Но тибетский вопрос никуда не уйдет. И китайским лидерам нужно об этом помнить. Они могут применять временные меры, своего рода обезболивающее; они могут ужесточать контроль, применять давление, но этим они не решат тибетский вопрос. Тибетский вопрос не уйдет, мир о нём не забудет. И я хочу спросить: почему тема Далай-ламы такая болезненная для Китая? Китайцы оказывают давление на правительства других стран, чтобы те не встречались с Далай-ламой. Это вызывает вопрос, почему? Так что это хорошо, это повышает интерес к Тибету.
Я считаю себя свободным выразителем мнения тибетского народа. И наше сообщество в эмиграции выполняет волю тибетцев, живущих в Тибете. Я всегда говорю, как только тибетцы будут действительно счастливы, тогда не будет и тибетского вопроса, и нам будет не о чем беспокоиться.
─ Вы могли бы отказаться от встреч с международными политическими лидерами, воздержаться от комментариев по политическим вопросам в отношении Китая в обмен на переговоры с китайским руководством?
─ Все мои поездки в разные страны и встречи с некоторыми лидерами, за исключением визитов в Вашингтон и Брюссель, не носят политического характера.
Во время моего недавнего визита в Мексику, мы не просили о встрече с президентом страны. Он сам направил мне послание, в котором сказал, что хотел бы встретиться со мной.
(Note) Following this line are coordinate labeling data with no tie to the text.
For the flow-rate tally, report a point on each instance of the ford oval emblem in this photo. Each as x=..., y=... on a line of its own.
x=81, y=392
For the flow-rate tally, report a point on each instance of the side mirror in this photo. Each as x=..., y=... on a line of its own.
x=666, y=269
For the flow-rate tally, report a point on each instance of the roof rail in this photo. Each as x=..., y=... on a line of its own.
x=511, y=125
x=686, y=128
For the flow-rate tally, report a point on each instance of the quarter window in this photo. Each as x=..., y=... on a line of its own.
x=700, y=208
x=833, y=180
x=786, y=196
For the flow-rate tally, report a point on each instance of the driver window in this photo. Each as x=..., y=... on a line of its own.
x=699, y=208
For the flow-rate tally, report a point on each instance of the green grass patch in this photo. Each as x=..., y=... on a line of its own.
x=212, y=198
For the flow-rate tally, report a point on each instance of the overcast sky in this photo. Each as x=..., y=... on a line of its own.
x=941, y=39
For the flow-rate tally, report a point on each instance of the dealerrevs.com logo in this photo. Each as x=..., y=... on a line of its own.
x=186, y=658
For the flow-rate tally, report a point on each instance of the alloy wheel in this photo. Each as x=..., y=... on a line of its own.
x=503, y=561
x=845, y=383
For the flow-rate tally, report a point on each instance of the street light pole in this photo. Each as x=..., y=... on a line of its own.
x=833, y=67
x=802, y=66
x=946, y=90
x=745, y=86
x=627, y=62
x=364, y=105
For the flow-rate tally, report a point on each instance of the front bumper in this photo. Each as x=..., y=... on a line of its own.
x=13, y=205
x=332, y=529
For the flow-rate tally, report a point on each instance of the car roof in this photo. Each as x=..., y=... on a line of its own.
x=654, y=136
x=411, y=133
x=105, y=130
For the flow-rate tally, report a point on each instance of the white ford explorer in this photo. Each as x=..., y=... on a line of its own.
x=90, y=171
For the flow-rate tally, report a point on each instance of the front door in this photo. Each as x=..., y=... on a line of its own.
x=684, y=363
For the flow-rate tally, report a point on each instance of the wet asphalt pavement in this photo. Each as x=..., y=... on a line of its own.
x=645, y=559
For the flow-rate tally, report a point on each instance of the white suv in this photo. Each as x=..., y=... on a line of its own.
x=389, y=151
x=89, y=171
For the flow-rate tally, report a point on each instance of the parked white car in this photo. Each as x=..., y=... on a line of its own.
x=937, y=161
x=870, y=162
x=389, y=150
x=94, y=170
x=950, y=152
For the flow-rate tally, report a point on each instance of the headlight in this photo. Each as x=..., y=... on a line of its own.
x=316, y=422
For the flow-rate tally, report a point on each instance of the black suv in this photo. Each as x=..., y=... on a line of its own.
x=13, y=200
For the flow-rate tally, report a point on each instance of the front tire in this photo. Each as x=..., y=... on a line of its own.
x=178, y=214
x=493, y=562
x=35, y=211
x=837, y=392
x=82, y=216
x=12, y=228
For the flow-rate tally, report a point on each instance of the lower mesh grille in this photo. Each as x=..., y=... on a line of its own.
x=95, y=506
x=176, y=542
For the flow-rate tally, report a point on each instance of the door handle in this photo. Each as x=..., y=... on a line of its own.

И тогда мы встретились. Если кто-то выражает желание встретиться со мной, я не вижу причин отказываться. То же самое было в Эстонии. На встречах, подобных встречам с президентом Мексики или президентом Эстонии, меня спрашивают о Тибете. И я всегда говорю о двух своих обязательствах: первое ─ содействовать распространению общечеловеческих ценностей, а второе ─ способствовать межрелигиозной гармонии. Куда бы я ни ехал, с кем бы ни встречался, будь то политики или президенты, я всегда говорю об этом, а не о тибетском вопросе.
─ Тибет идёт третьим номером?
─ Уже нет. На встрече с мексиканским президентом я сказал, что теперь я в отставке.
─ Но вы же сказали, что не можете полностью уйти на покой, до тех пор пока тибетцы не получат подлинной свободы?
─ Когда меня спрашивают о Тибете, если я откажусь от комментариев ─ это будет выглядеть очень плохо. Во всем мире обо мне говорят как о Далай-ламе Тибета, никто не называет меня Далай-ламой Китая. Так что я ─ Далай-лама Тибета. И если меня спрашивают про Тибет, а я сделаю вот так [закрывает рот руками], это будет нелогично.
Я думаю, китайским лидерам, сторонникам жёсткой линии, следует знать, истинная причина, по которой 17 марта 1959 года я бежал из Норбулинки, была не гражданская война, не идеологическая борьба, но угроза моей жизни со стороны китайской освободительной армии. И я совершил побег. Так что мои обязательства [в отношении тибетцев] останутся со мной до самой смерти, я буду продолжать действовать на их благо.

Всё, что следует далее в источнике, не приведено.